Wilson and Reddam are both members of Butte County ACEs Connection, a coalition that formed about a year ago in response to a startling 2015 report from the Center for Youth Wellness. It shows that Butte County is the worst in California in terms of prevalence: 76.5 percent of residents have at least one ACE. The state average is 62 percent.
The group’s first priorities are raising awareness of ACEs and encouraging a wide shift in perspective. “It can’t just be a whole bunch of social-justice warriors,” Reddam said. “It has to be the entire community.”
The trauma can be neglect; emotional, physical or sexual abuse; domestic violence among parents; parental separation; or drug use or severe mental illness in the household. The more ACEs, the greater the risks. Relative to people who didn’t experience serious childhood trauma, those with at least four ACEs are more prone to a range of conditions (see infobox).
Reddam explained the relationship between ACE and disease. “It’s the root of so many of the symptoms we see,” he said.
“An adverse childhood event is not causation for cancer,” he added, “but it does force the individual to adapt in extreme ways. If you’re routinely sexually abused, your body and brain will adapt to tolerate those physical and emotional feelings with self-harm, alcohol abuse or overeating—things that will make you far more likely to develop health problems.”
Anna Bauer is program manager of First 5 Butte County, a commission dedicated to improving the lives of local children during the earliest stages of their development.
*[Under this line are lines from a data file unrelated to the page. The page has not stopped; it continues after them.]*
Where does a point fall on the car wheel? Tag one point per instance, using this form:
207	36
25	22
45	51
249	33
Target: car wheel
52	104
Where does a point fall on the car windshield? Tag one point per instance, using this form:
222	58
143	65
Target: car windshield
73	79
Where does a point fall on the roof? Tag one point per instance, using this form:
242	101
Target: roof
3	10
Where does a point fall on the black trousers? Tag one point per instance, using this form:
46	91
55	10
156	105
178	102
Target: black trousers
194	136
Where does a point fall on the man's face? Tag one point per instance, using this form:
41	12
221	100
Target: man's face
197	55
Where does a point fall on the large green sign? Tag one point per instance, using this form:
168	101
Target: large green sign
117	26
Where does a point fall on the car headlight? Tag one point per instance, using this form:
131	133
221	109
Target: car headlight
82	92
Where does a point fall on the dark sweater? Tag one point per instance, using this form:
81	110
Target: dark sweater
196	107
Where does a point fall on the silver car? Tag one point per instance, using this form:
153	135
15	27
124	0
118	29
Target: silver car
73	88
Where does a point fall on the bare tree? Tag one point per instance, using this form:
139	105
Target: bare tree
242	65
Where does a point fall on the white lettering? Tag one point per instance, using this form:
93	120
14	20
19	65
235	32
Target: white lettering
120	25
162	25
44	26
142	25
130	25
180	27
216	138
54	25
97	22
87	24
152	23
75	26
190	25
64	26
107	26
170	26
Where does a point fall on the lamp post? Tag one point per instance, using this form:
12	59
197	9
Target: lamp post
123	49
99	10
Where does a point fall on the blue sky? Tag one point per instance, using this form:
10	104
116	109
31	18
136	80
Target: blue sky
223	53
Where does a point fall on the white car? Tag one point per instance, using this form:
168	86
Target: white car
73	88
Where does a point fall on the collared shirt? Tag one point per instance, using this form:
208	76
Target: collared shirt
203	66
She attributes Butte County’s disproportionate share of ACEs to the “intergenerational drug abuse/poverty cycle” that plays out in rural areas and the lack of local access to health care and social services.
“Frankly, I think those types of social services aren’t as valued politically in this part of the state,” she said. “Here, we value enforcement. Just look at how the county budget is distributed. I’m not saying that the decision-makers don’t care about people; it’s just a rural mindset where people can take care of themselves.”
Bauer is also a member of ACEs Connection. The coalition has broad participation, including representatives from local school districts, juvenile probation, Northern Valley Catholic Social Service, Youth for Change and Catalyst Domestic Violence Services, to name a just few organizations. Every other month it breaks into subcommittees dedicated respectively to outreach and education; research and policy; and helping the community become “trauma-informed.”
That term describes an individual, service organization, or health care system that recognizes the “widespread impact of trauma and understands potential paths for recovery,” according to the Substance Abuse and Mental Health Services Administration.
“It’s partly looking at how organizations approach the populations they serve,” Reddam said. “Do they recognize how past trauma might be affecting an interaction in the moment? Do they resist retraumatizing policies?”
An example of such an institutional policy, Reddam said, is punishing inmates in the criminal justice system—whether they’re adults or juveniles—with long-term isolation. If the inmate’s disruptive behavior is rooted in childhood neglect, seclusion may act as a trigger.
Difficult though it may be, it is possible for schools, child welfare organizations and police departments to incorporate trauma-informed practices, Wilson said. He pointed to the Chico Police Department’s Target Team, whose mission is to proactively address root causes of major community problems. Rather than solely taking an enforcement approach, the team attempts, for example, to connect homeless people—who likely have experienced more than one ACE—to mental health counseling, drug treatment and housing services.
Encouraging the community to shift its approach to so many problems is a major task, but the members of ACEs Connection are optimistic. For now, the local effort is unfunded.
“There is no grant,” Bauer said. All of the agencies represented in the coalition volunteer their time and what resources they can, helping host workplace trainings and roll out a public awareness campaign over the next several months.
Bauer hopes the public will listen. “You don’t need much money to change perspectives,” she said.